Great Article: Care and Cleaning of Turquoise

I usually do my own writing, but, today, I found this article that covers the care and cleaning of turquoise so well that I thought I would repost it here.

CARE AND CLEANING OF YOUR TURQUOISE JEWELRY
by Raymond Ihrig, from http://www.jewelrywirewrap.com

On the Moh’s hardness scale of 1 to 10 (1 – Talc or Chalk, 10 – Diamonds), gem grade turquoise measures between 5 and 6, and is quite porous. Even though turquoise is fairly hard, it can scratch easily, especially if you store or wear your turquoise jewelry with other gemstones – to avoid scratches just don’t rub them together. Pits are caused by bumping against other gemstones. You can place your turquoise jewelry in a silk, natural leather, or felt pouch, before storing in your jewelry box. Some people wrap turquoise necklaces in a silk scarf, or soft cloth, before hanging. This is a perfect way to keep your turquoise. Just be sure the cloth is white to avoid color dyes from staining or leaching into the turquoise.

Additional Precautions:

Turquoise can be damaged by household chemicals, cleaners, oils, perfumes, and even toothpaste – avoid them. Also keep turquoise away from high heat. If you use a local jeweler to clean your jewelry, be sure to ask how they will clean your turquoise. It also doesn’t hurt to know if the person doing the work is a jeweler or lapidary. Make sure they will not use an Ultrasonic cleaner. Many commercial vibrating baths also use heated cleaning solution; avoid these machines because the vibration can crack or damage stones containing natural matrix* lines, and most do. Your turquoise will thank you for it.

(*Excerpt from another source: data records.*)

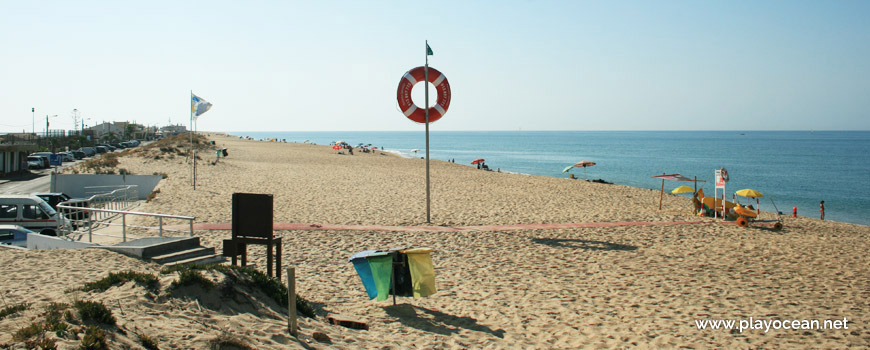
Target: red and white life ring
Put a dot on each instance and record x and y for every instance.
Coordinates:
(411, 78)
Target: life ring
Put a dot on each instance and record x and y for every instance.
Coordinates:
(411, 78)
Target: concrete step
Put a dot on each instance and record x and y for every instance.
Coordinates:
(182, 255)
(163, 248)
(205, 259)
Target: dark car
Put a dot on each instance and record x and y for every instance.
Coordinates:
(89, 151)
(55, 198)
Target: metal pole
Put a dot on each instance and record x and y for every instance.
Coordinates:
(426, 82)
(124, 227)
(291, 301)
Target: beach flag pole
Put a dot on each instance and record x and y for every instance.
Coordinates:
(426, 83)
(192, 156)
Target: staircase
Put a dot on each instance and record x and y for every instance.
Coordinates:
(169, 251)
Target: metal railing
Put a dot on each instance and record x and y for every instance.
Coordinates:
(117, 198)
(82, 221)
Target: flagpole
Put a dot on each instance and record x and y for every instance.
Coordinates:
(426, 82)
(193, 156)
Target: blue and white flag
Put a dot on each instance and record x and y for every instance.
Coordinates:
(198, 106)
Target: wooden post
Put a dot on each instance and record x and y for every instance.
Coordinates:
(291, 302)
(663, 192)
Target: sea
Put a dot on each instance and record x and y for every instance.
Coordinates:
(791, 168)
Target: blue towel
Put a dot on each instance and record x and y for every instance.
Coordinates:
(364, 270)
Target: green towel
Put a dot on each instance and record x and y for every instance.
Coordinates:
(382, 267)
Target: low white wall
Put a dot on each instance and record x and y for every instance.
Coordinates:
(74, 184)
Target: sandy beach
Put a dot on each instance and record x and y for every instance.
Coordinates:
(587, 287)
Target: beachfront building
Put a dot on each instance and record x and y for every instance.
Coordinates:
(173, 129)
(105, 129)
(13, 156)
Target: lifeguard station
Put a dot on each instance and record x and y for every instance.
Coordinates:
(252, 224)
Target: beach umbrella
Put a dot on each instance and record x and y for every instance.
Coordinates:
(673, 177)
(583, 164)
(748, 192)
(683, 189)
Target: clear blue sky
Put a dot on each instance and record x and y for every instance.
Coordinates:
(531, 65)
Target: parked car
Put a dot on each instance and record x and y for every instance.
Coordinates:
(14, 235)
(67, 157)
(30, 212)
(35, 162)
(89, 151)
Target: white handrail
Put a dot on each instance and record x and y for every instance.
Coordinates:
(66, 210)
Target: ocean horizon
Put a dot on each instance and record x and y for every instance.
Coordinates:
(791, 168)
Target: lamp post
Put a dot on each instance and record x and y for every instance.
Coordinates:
(46, 131)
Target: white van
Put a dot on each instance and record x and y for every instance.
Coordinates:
(30, 212)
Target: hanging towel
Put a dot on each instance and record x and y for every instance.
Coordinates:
(361, 264)
(422, 271)
(381, 264)
(402, 281)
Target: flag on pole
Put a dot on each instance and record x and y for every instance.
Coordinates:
(198, 106)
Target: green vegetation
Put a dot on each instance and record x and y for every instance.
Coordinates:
(94, 311)
(272, 287)
(94, 339)
(148, 342)
(14, 309)
(148, 281)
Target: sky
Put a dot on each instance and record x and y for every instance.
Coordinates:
(511, 65)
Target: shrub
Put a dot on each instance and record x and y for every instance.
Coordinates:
(28, 332)
(95, 311)
(270, 286)
(14, 309)
(148, 342)
(94, 339)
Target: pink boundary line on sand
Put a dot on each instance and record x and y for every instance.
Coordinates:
(315, 227)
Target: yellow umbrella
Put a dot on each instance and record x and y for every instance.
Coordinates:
(683, 189)
(752, 194)
(749, 193)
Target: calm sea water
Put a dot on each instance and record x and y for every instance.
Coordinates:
(793, 168)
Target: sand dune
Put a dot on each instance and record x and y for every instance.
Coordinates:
(594, 287)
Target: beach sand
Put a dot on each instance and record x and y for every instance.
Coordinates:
(589, 287)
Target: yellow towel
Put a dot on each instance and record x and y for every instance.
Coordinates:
(422, 271)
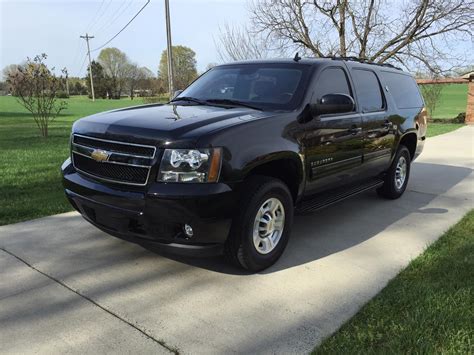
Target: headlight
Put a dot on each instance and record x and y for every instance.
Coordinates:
(190, 165)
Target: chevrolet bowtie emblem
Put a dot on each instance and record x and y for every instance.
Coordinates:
(100, 155)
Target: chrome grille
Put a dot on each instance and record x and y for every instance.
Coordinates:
(112, 161)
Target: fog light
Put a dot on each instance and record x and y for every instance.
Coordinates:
(188, 230)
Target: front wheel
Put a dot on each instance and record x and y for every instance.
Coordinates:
(397, 176)
(261, 227)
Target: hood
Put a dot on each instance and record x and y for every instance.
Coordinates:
(160, 124)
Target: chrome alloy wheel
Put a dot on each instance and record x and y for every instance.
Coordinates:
(268, 225)
(400, 172)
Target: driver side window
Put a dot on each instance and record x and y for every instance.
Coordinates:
(332, 81)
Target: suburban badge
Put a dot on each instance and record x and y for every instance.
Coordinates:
(100, 155)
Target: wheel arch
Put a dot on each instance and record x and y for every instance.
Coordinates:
(409, 140)
(286, 166)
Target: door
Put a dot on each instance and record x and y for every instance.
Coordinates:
(332, 143)
(377, 127)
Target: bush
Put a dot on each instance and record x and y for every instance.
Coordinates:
(461, 118)
(62, 95)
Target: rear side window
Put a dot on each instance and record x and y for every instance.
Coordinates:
(403, 89)
(332, 81)
(368, 90)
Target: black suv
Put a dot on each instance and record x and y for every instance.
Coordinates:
(225, 164)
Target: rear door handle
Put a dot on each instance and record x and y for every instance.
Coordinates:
(355, 130)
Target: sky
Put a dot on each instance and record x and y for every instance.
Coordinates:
(30, 27)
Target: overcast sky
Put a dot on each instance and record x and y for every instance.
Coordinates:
(30, 27)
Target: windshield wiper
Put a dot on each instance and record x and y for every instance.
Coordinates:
(189, 99)
(233, 103)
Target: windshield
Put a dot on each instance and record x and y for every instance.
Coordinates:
(265, 86)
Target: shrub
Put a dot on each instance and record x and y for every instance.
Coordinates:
(460, 118)
(62, 95)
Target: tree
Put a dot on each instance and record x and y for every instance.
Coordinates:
(101, 82)
(9, 71)
(184, 66)
(410, 33)
(115, 65)
(36, 87)
(239, 43)
(431, 94)
(137, 78)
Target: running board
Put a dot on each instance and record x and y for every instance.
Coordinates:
(323, 200)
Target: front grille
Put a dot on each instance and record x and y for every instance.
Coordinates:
(115, 172)
(118, 162)
(115, 146)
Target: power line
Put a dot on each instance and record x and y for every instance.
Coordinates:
(95, 15)
(82, 65)
(101, 15)
(123, 28)
(116, 15)
(87, 38)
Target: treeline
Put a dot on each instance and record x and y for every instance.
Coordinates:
(116, 76)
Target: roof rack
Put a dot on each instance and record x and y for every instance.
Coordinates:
(364, 61)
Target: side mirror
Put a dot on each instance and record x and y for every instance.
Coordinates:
(333, 103)
(176, 93)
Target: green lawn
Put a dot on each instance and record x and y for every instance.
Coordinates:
(427, 309)
(435, 129)
(453, 100)
(30, 184)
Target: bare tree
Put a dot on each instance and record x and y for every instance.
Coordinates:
(36, 88)
(411, 32)
(138, 78)
(240, 43)
(431, 93)
(116, 65)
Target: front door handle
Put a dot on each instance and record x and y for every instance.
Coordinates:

High Pressure Steam (HPS) is safe only in short bursts. Prolonged exposure to HPS can over-heat your turquoise and cause damage. A professional lapidary or jeweler understands the characteristics of turquoise and will use great care when cleaning your turquoise. However, the use of HPS is discouraged because it can damage or even break your fine turquoise. * Most turquoise has natural veins or fissures running through the stone, it is the matrix in which the stone formed and is often considered a beautiful aspect of the mineral. But these areas also determine a stones’ durability. High pressure steam heats the stone up, enters the fissures under pressure and can weaken the stone, remove bits of the matrix thereby altering its appearance, cause it to crack further, or even break it entirely. Clear turquoise, stones with no visible veins or spidering, can still be damage by HPS. Turquoise is porous, heat from steam will cause the stone to expand thereby opening the pores further and allowing infiltration of the water inside. And if there is matrix hidden within the stone it could cause problems years later. Again, HPS is safe when performed by a professional. But it’s not my preference even so.

BOTTOM LINE: DO NOT use commercial jewelry cleansers, or machines, to clean your turquoise jewelry. These products are great for most jewelry, just not your treasured turquoise. Your local jeweler should know and understand these concerns and should be happy to explain their cleaning process to you. If they don’t, or cannot explain in detail, politely walk away. Besides, it’s your jewelry, you paid for it, and you have a right to know and understand how it will be handled.

CLEANING YOUR TURQUOISE:

Here’s a safe and simple way to clean your own turquoise jewelry:

Take a small, clean, cotton cloth, or towel with a short nap, and soak it in warm water and squeeze it out just a little, then fold the cloth and lay it on a flat surface; your kitchen counter if fine, but the cloth will leak water. You might want to use a tray with a slight lip to avoid leaking water all over the place. If you’re cleaning a necklace, open the clasp and lay it lengthwise on the towel or cloth. Now take a soft bristle toothbrush, run a little water over it and put a few drops of clear plain dish soap on the brush. Either press one end of the necklace down with your fingers or hold about 1/3rd of the necklace in your hand as the remaining 2/3rds of the necklace rests on the cloth. Then rub or brush the necklace in the opposite direction, or away from you, using a scraping motion – kind of like peeling a potato. Apply some pressure and make smooth strokes down the entire length of the piece, past the end. Suds will form the more you brush since the cloth is wet, this is a good thing – lather it right up. Roll, rotate, or turn, the piece over and do the same on the other side. After several seconds or minutes of brushing, your choice, flip the piece around and hold the other end and do the same thing. Rinse the necklace in warm water and take a look – don’t dangle the necklace over the sink, coil it up in your open hand and slowly run warm water over it. If you feel more cleaning is needed, have fun. When you’re finished, immediately lay the necklace on a clean dry cloth and pat it completely dry – leave your necklace out for several hours to be sure all the water has dried before storage.

Note: Since turquoise is porous it will change color the more it is worn and over time. This is a natural process and is what makes turquoise a special and personal adornment.

So with some thoughtful and careful handling you can avoid scratches, pitting, and other damage, and you will be able to enjoy your turquoise jewelry for a lifetime.